But as regards the output of any program for computer poetry considered as a whole, the role of the programmer goes beyond the authorship of the program itself. Once the machine has been given instructions enabling it to turn out verse of a certain quality and kind, new problems are posed by its virtually limitless energies and the incredible speed of its operations. The output of the Random Stanza Program series may indeed make interesting and amusing reading, but at what point, as we read on, do the interest and amusement pall? Even at the (relatively slow) output rate of two stanzas per second in this series, over seven thousand stanzas can be composed in an hour. How many of them do we want? How many are worth publishing? Questions such as these can be answered in only two ways: by human decision or at random. If the “best” of the works of the computer are to be selected for preservation, the human programmer must choose them according to some human standard of what is best. If a “representative,” unedited sequence of stanzas is to be published, he must determine the length of the sequence. And even if stanzas are to be selected, or a sequence terminated, at random, it is the human programmer who must initiate the generation of random numbers and instruct the machine to proceed in accordance with the result.

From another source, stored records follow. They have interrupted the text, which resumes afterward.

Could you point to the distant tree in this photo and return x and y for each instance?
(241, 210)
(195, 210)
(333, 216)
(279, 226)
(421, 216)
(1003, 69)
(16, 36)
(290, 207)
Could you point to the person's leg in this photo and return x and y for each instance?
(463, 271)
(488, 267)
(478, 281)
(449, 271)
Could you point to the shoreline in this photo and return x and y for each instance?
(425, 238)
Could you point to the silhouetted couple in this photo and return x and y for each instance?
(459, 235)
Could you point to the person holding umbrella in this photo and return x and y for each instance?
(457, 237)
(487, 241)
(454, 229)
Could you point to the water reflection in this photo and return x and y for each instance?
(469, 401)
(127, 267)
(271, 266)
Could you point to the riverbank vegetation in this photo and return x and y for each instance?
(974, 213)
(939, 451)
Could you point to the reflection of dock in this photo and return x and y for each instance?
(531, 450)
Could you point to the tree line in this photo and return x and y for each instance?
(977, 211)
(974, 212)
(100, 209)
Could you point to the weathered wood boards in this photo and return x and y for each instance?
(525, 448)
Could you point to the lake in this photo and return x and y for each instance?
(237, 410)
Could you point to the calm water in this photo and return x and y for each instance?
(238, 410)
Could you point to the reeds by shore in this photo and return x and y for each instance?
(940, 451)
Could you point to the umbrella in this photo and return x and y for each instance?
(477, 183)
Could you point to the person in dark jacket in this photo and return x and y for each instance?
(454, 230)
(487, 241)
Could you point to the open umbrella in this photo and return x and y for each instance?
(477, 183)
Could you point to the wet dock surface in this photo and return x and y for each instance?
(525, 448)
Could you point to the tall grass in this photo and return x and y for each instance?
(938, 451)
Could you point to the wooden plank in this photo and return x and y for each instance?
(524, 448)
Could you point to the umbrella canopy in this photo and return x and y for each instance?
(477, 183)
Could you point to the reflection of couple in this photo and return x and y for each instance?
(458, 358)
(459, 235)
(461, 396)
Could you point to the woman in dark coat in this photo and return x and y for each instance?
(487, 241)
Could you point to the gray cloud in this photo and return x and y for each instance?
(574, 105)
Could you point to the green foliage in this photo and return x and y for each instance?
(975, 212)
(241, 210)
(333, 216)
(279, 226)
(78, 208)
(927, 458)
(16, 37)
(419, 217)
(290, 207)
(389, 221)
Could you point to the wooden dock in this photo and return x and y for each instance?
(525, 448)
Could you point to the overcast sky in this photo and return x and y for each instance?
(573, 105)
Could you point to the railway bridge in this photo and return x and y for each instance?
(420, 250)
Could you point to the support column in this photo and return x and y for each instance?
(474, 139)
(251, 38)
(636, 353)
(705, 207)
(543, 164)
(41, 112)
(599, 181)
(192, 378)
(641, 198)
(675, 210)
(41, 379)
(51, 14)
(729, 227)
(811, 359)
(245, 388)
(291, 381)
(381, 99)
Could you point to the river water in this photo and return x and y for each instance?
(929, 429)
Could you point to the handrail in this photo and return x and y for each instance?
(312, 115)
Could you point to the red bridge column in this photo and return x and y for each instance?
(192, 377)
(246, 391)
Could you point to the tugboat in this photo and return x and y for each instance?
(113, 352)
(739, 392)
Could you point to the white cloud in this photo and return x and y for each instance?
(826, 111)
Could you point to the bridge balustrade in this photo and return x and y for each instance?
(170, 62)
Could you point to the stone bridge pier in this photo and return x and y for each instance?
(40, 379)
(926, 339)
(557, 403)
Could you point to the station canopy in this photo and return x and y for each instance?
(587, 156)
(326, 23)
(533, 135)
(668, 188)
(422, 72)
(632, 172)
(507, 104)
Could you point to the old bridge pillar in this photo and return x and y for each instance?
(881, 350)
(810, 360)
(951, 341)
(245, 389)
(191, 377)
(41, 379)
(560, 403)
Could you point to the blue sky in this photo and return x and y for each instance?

In considering the acts of human choice that must follow upon the successful operation of a program for computer poetry, we become aware that, although the three stages of summoning, convergence, and recognition may serve to define the creative activity of the individual, a fourth stage must be included in a full account of the creative process. This fourth stage I call “commitment”; it consists in the cessation of activity on the work now seen as finished (or at least as having attained the best form its author has the power to bestow), and its consignment to the stream of cultural tradition. It is expressed in the ancient topos of the author’s dismissal, the “Go, little book” of the Troilus. Its records are the worksheets that have been left us, showing us the poet making his way to harbor, to the end of the furrow—Keats wrestling through version after version of the casement stanza of “The Eve of St. Agnes,” Yeats discarding line after line, passage after passage, to reach the flawless stanzas of “Sailing to Byzantium.” This stage, of all the four, is the most precarious of attainment, and may in fact lie beyond the compass of the poet himself; it may require an editor, a friend, a Robert Bridges to a Gerard Manley Hopkins. But it remains, nevertheless, the final cause of the poetic endeavor. Even the recluse Emily Dickinson, storing poems away in drawers, could write, “This is my letter to the world.”

Whatever values worthy of preservation the poetical works of the computer may have, they are either determined by the design of the program or brought about by the humanly initiated workings of chance. There is, at least for the present, no other possibility. Given a basic coherence imposed by grammatical frames, the deliberate selection of vocabularies by the programmer will make for consistency of effect, even if the words to be inserted into slots are taken from the vocabularies at random. The less control over vocabulary (and other) input, the more erratic and unpredictable the output. The poetry generated by programs in which relatively little control has been exercised will rise to heights of originality denied to programs on which the hand of the “author” lies heavy, but the human responsibility of identifying that rare occasion when the heights have been reached will correspondingly increase. In any case, the responsibility of terminating the program and deciding what part of its total production is worth the commitment to publish must fall upon human shoulders.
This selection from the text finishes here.